年賀状とは、その内容よりも、とりあえず、「出した」という事実が大切なものです。
市販の年賀状にPCで、作成した宛名だけであっても、「出さない」という選択よりは、ずっとまし。
年賀状におけるゼロと一との差は、とてつもなく大きいのです。
特に、「こちらからは、出しているのにあちらからは来ない」というのは、「無視か」「私には、返事も書かないってことね」と、人の心を不安にさせるのでした。
印刷された年賀状には、手書きで、書き添えるのが、礼儀、ということになっています。
この時につい書きがちなのは、「たまには、お会いしたいものです」とか「今年こそ、飲みましょう」みたいな一言。
しかし、この手の言葉を年賀状に書いてきた人と、その年に本当に会ったり、飲みに行ったりすることは、ほぼ確実にありません。本当は、会う気が無いのに、書くことが無いので、つい書いてしまったという「たまには」なのです。
「たまには、会いましょう」的な言葉は、本当にその人と3月くらいまでには、会おうと思っている人のみが、書くべきなのです。
不用意な「たまには会いましょう」で、ちょっぴり心を傷つけている人は、意外とたくさんいるに違いありません。

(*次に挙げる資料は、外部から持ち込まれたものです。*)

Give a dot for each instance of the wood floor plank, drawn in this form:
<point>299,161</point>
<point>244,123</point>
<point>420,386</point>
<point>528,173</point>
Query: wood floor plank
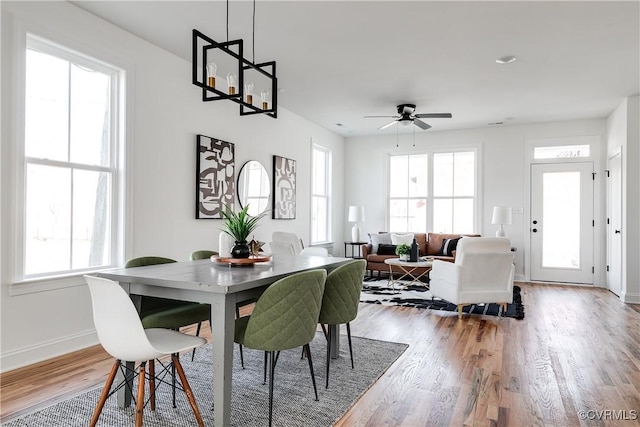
<point>578,348</point>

では、余白に何を書けばいいのだという問題ですが、「去年は、箱根に行きました」などの旅行関係、「先日食べたフグは、美味しかった」という食べ物関係などで、小学生の絵日記並に事実そのままを書いてお茶を濁しているのが、現状。
考えてみると年賀状というには、ずいぶん残酷な習慣なのです。
自分の家族関係というものを、年に一度、年賀状によって知り合い皆に公開しなくてはならない。
離婚をしても喪中にならないので、年賀状は、書かなくては、いけません。それは、自分が、普段どれほど人と交わっているのかを計る物差しでもあります。
年賀状書き作業をする時間は、そんなことをすべて自覚するために必要な時間かもしれません。
決して思い通りにならない人生をいうものを、受け入れるための、修行のようなものなのでしょう。